Stichwort 3: Finanzierungsanstoss
Die billigste Terrassenwohnung, die Romano & Christen in Vitznau noch im Angebot haben, ist ein 3.5-Zimmerwohnung mit einer Nutzwohnfläche von 152.8 qm und einer 55.5 qm grossen Terrasse. Die Aussicht ist so traumhaft und der Preis von CHF 1’580’000.- so schwindelerregend, dass ich mich frage: Wer kann das bezahlen — und wie lässt sich so ein „Wohntraum“ finanzieren? Offensichtlich besteht eine Nachfrage nach solch luxuriösen Eigentumswohnungen, denn von 25 Einheiten sind 18 verkauft oder zumindest reserviert. Allerdings haben auch betuchtere Leute ein Problem, wenn sie auf einen bestimmten Zeitpunkt 20% Eigenkapital aufbringen müssen. Im günstigsten Fall sind das hier in Vitznau immer noch 316’000.- Franken. Für den Fall, dass noch „Ein Stück zum Glück“ fehlt, haben sich Romano & Christen etwas einfallen lassen: Sie bieten einen Finanzierungsanstoss von bis zu 10% der Kaufsumme — bei genauerer Betrachtung ein Verkäuferdarlehen mit einer Laufzeit von 8 Jahren zu einem Zins von 3%. Damit unterlaufen sie die Bemühungen der Banken und Behörden, mit strengeren Eigenkapitalregeln eine Immobilienkrise wie in den 90er Jahren zu verhindern, kritisiert der Tages-Anzeiger vom 8.7.2014 in seinem Artikel „Mit dem Architekten-Kredit zum Hauskauf“, diese Strategie sei riskant für alle Seiten und stosse bei Fachleuten auf Kritik.

Mit dem Finanzierungsanstoss „Ein Stück zum Glück“ locken Romano & Christen potenzielle Käufer.

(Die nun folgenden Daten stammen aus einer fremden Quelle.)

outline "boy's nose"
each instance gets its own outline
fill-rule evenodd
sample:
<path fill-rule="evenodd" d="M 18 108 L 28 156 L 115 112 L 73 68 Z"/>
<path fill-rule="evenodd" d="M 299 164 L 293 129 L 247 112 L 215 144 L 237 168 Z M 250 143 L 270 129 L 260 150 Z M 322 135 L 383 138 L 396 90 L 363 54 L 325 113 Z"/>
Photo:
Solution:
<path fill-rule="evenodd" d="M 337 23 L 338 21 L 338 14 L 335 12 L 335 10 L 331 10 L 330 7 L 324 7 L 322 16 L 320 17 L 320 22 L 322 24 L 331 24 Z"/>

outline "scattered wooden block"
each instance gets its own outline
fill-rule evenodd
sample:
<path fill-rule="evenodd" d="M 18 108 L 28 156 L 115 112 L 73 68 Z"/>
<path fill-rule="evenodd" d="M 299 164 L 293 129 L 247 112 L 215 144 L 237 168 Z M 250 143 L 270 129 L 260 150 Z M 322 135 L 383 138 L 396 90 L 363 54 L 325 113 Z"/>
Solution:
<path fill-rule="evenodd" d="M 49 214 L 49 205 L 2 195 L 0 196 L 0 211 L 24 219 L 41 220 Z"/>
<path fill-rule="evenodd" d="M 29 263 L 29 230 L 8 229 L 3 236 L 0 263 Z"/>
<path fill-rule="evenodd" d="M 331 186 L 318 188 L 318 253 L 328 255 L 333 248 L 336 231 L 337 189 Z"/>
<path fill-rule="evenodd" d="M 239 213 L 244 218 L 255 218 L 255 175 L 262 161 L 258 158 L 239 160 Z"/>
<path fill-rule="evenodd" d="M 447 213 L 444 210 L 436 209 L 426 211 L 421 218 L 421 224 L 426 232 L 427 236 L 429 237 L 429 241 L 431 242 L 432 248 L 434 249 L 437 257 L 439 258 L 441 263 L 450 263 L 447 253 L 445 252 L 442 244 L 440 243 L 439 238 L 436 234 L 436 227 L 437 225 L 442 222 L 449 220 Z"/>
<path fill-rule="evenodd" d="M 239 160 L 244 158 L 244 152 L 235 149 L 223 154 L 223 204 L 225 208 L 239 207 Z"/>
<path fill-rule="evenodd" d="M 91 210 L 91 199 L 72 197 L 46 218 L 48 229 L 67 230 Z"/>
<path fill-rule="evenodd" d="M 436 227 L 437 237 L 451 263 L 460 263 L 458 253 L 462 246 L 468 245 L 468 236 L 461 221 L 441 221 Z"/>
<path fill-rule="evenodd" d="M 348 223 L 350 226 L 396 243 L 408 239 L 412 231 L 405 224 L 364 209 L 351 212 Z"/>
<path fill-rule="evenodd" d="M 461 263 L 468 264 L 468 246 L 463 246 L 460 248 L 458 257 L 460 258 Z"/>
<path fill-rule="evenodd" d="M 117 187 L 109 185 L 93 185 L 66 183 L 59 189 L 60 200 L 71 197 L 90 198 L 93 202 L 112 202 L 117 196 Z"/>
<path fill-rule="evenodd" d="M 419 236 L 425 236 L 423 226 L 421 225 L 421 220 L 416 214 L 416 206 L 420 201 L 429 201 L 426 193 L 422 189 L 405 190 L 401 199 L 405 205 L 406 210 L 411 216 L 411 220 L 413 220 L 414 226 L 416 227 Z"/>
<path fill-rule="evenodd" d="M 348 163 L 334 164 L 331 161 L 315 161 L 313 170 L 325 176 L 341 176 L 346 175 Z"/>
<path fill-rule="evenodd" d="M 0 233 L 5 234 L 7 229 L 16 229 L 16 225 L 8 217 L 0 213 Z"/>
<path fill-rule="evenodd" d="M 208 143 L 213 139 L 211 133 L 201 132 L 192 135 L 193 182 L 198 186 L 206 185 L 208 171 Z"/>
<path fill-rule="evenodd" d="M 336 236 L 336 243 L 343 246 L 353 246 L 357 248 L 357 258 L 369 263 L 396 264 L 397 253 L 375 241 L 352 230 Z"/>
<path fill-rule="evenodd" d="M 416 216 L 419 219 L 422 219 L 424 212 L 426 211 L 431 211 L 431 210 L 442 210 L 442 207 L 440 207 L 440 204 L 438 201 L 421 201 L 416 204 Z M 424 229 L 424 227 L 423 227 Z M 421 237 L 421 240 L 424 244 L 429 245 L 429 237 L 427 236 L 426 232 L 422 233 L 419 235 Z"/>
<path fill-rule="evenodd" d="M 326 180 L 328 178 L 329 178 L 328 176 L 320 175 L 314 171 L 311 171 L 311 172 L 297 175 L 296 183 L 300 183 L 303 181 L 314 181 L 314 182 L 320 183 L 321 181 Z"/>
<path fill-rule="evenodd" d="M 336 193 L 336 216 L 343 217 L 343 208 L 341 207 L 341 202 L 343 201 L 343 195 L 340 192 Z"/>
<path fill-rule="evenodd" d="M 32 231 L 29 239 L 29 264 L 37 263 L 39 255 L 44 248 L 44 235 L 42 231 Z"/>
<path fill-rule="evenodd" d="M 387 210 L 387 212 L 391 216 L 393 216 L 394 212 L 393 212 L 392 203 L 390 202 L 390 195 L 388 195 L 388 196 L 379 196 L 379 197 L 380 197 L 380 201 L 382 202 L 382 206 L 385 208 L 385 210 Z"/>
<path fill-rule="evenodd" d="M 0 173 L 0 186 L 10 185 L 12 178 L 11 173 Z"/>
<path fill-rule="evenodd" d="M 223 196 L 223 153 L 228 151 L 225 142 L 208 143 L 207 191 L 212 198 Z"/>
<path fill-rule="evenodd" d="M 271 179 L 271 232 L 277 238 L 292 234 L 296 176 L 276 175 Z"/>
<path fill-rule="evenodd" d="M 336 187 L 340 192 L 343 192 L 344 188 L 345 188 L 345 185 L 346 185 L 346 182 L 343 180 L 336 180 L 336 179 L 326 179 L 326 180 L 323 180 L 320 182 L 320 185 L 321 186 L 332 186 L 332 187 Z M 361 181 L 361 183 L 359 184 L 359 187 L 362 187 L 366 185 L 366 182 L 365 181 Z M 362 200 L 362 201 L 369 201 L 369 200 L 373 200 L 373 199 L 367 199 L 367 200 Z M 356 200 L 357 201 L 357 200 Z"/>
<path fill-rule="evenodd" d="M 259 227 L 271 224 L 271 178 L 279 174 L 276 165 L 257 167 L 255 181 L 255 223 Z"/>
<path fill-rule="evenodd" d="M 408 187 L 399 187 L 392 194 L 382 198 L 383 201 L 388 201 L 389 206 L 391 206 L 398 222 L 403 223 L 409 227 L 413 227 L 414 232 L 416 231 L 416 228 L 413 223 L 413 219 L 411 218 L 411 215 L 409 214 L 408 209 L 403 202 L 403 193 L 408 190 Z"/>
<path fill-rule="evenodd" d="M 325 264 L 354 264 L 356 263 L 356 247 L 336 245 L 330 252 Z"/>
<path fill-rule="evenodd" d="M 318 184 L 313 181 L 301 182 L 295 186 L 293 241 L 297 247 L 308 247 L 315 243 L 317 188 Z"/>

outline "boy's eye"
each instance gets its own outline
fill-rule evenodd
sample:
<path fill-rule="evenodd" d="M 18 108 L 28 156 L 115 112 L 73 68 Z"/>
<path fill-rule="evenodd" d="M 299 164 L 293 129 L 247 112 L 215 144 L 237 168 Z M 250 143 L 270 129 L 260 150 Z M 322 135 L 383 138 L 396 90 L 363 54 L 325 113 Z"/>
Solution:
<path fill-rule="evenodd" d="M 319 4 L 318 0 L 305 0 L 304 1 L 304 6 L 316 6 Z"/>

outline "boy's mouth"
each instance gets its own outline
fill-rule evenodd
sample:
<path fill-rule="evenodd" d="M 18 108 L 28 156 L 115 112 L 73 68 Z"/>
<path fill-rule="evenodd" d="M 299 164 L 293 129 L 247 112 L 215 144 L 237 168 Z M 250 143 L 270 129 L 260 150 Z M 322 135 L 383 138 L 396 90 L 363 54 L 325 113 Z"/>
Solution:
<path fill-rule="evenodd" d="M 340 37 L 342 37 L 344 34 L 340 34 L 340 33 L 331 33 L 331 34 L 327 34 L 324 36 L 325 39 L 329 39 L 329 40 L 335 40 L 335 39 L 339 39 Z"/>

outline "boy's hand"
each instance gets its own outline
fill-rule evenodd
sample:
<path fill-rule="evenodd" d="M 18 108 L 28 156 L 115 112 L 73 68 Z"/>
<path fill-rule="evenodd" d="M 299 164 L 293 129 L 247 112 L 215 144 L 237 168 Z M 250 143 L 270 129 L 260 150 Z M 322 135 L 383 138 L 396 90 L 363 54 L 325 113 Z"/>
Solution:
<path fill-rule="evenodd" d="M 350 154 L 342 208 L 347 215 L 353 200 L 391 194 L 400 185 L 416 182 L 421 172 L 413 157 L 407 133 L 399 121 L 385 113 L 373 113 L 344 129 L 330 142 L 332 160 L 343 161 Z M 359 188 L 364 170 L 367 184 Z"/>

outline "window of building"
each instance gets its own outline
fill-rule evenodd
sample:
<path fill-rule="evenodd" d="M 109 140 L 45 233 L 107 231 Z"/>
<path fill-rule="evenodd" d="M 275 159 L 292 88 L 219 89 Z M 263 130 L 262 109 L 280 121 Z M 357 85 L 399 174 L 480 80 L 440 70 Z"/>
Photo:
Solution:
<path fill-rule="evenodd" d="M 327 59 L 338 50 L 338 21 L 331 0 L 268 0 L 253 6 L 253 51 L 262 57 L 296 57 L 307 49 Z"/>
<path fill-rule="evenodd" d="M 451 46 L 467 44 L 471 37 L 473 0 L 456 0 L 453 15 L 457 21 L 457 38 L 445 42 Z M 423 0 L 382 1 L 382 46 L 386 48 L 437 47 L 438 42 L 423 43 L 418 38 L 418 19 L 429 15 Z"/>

Stichwort 4: Freie Republik Gersau
Über dieses historische Unikum habe ich schon im Beitrag Freie Republik Gersau geschrieben, ausserdem steht da auch etwas über die Seidenindustrie und den Tourismus in Gersau, eine dubiose Wolke am Stanserhorn sowie eine Fahrt mit dem Raddampfer „Gallia“.

Fazit
Die Etappe von Weggis über Vitznau nach Gersau ist nicht nur landschaftlich abwechslungsreich, sondern hat auch viele interessante Geschichten zu bieten, historische wie aktuelle. Für mich sind Weggis und Vitznau sonst eng mit der Rigi verbunden — es war aber auch schön, die „Königin der Berge“ für einmal links liegen zu lassen und dem Vierwaldstättersee zu folgen.